どうして?


 言っても仕方のないことだと分かっていても言いたくなることがある。これは愚痴だ。誰にも零せない、単純にしてつまらない疑問だ。
「兄さんはどうしてカオスの戦士なんだろう」
 僕よりも、もしかしたら兄さん自身よりも“ゴルベーザ”のことを知っているかもしれないユカリなら、尽きることない疑問に答えてくれないだろうかと考えたんだけど。
「あなたはなぜロミオなのみたいな」
「え?」
「何でもない」
 ……真面目な顔でよく分からないことを言う彼女を見ると、僕が間違っていたような気にもなる。
「兄さんに混沌なんて似合わない。……こちらに来てくれればいいのに。ユカリもそう思わないか?」
「いやー、べつに」
「そ、そんなにあっさり」
 接していれば分かるだろう。彼はいつも、僕のことを気遣ってくれていた。自分のことなんか二の次で、自身すら覚えていない罪を贖うために他人のことばかり考えて。どうしたって不釣り合いだ。兄さんはカオスのもとにいるべき人じゃない。
「きっと、向こうでも苦労してるんじゃないかな」
「んー……」
 あの個性的な面々を思い浮かべるほどに苦しくなった。せめてユカリが兄さんのそばについててくれないだろうかと期待したくなる。けれど彼女はあくまでマイペースに、やる気のなさそうな態度で宙を見ると。

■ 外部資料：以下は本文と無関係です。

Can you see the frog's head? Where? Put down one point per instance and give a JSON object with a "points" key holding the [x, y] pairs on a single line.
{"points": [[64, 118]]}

「博士がコスモスだってのにゴルベーザはカオス。やっぱ、見た目じゃない?」
「見た目……って、」
「あの真っ黒い鎧がティナとかオニオンナイトとかと並んでたら『やばい!』って思うでしょ」
「う……」
 確かに、外見だけで判断するならオニオンナイト達を助けに入らなきゃいけない光景に思えるけど、僕がここで頷いてはいけない気がするんだ。弟として、守ってもらっている者として。
「鎧だし黒いしツノ生えてるけど、ゴルベーザはけっこう普通の人だもんね。なのにカオスの戦士で、セシルはそこが気に入らないんだ」
「気に入らないというか」
 心苦しい、だけなんだ。僕ばかりが守ってもらうのは騎士としてどうかと思うし。僕のために綱渡りのようなことをして、あちらでの兄さんの立場が心配でもあるし。
 いっそ味方に引き込みたいという気持ちもある。だけどやっぱり第一には、カオスの陣営にあって彼が一人きりなのが嫌なんだ。
「わからなくはないけど仕方ないよ。見た目がもろに悪役だもん」
「……本当に外見で決めてるんだろうか」
「絶対そうだって! 博士が調和の戦士なんだよ? 外見以外に決め手なんかないよ! 破壊と理不尽と横暴と無茶振りの化身なのにタルタルって種族の見た目の愛くるしさに惑わされちゃったんだよ! 体育座りして頭フラフラさせてれば中身がどんなに毒々しくても関係ないの。ゴルベーザも可愛ければよかったのにね。博士なんてホントはあのカオス本人よりカオスな恐ろしい人なのに、あっけどもしかしたら年齢も関係あるのかな博士はどっちかって言えば暗闇の雲とかと近いと思うしごめんセシルわたしまた余計なことを言いました」
 怒涛のように零しながらユカリは勢いよく遠ざかっていく。おそらく僕を思いやって離れているのだろうから、追わずにおこう。
 シャントット博士は、強力な魔法使いだ。確かに内面には問題があるかもしれないけど、そんなことを帳消しにできるほど強い。力と、人格と……やっぱり外見も関係あるのかな。じゃあ兄さんも、鎧なんて捨ててしまえばこちらに来られるんだろうか。
 空の彼方に光が見えた。それはすごい勢いでこちらへ降りて来て、真っすぐにユカリの頭上に注がれ、
「セシルッ、心配ならいつでも会いに行けばいいんだよ! じゃあまた、ねゥごふっ」
 叫び声と共に閃光が瞬いて、今まで彼女が立っていた場所には焦げた地面が広がり、人影はどこにも見当たらない。そっと近寄ってみると落雷の跡に煙をあげる召喚石が落ちていた。なんだか、随分ボロボロになってきたな。
「……お大事に」
 ああ、兄さんはどうしてカオスの戦士なんだろう。もっと相応しい人がこちらにいるのに。言っても仕方のないことだと分かっていても。